What would it look like if institutional investors responsible for stewarding assets worth tens of trillions of dollars were to push governments to go further and faster on driving decarbonisation? What would it take to make this happen? What might motivate (more) investors to put serious resources into promoting policies that will tilt the real economy towards net zero? And how can we ensure those efforts are effective?

These are the questions at the heart of this project, supported by the Generation Foundation. The project will run for 2 years (from January 2025), during which time we will be engaging with investors and other stakeholders around the world to understand the current state of play and what it will take to make real economy policy engagement for net zero the new normal within the finance sector.

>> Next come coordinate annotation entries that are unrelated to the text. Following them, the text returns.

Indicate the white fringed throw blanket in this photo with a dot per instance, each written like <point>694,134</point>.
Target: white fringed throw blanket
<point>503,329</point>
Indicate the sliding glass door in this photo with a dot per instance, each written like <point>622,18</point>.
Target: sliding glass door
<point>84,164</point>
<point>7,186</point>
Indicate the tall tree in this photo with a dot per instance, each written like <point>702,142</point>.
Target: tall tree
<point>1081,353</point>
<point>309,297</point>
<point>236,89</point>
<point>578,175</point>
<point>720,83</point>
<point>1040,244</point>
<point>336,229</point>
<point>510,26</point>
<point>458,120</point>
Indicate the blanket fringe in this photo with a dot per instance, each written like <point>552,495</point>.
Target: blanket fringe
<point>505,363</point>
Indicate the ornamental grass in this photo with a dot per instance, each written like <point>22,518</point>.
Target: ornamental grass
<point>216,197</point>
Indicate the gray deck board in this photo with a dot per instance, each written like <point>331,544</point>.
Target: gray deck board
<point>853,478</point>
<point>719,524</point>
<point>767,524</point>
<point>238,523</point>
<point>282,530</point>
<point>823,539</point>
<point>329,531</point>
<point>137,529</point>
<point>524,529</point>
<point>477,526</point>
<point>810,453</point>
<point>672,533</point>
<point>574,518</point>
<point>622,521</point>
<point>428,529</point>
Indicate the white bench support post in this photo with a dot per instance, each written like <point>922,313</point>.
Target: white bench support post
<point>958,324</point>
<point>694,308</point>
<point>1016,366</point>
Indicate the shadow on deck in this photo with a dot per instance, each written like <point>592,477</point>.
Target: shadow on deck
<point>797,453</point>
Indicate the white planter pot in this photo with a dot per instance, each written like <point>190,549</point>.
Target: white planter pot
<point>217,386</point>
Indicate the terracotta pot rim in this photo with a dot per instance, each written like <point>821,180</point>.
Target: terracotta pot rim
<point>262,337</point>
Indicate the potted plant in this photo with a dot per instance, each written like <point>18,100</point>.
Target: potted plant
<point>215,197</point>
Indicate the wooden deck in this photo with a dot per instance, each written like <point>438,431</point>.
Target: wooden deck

Investors have a legal duty to manage systemic risks like climate change and policy advocacy is one of the tools available to them to do so (alongside asset allocation and stewardship). However, at present, few investors appear to be doing meaningful climate policy engagement.

Through research and engagement with industry stakeholders, we aim to uncover:

• What leading practice looks like in terms of investors doing real economy policy engagement today.
• What barriers are preventing them from doing more real economy policy engagement and how these can be overcome.
• Where the biggest opportunities for mobilising investor action on this agenda are.

We will be publishing our findings in 2026 in a report that will set out the strategic rationale(s) for investors to resource climate policy advocacy, highlight existing examples of good practice from across the industry, and identify pathways for scaling these existing pockets of good practice.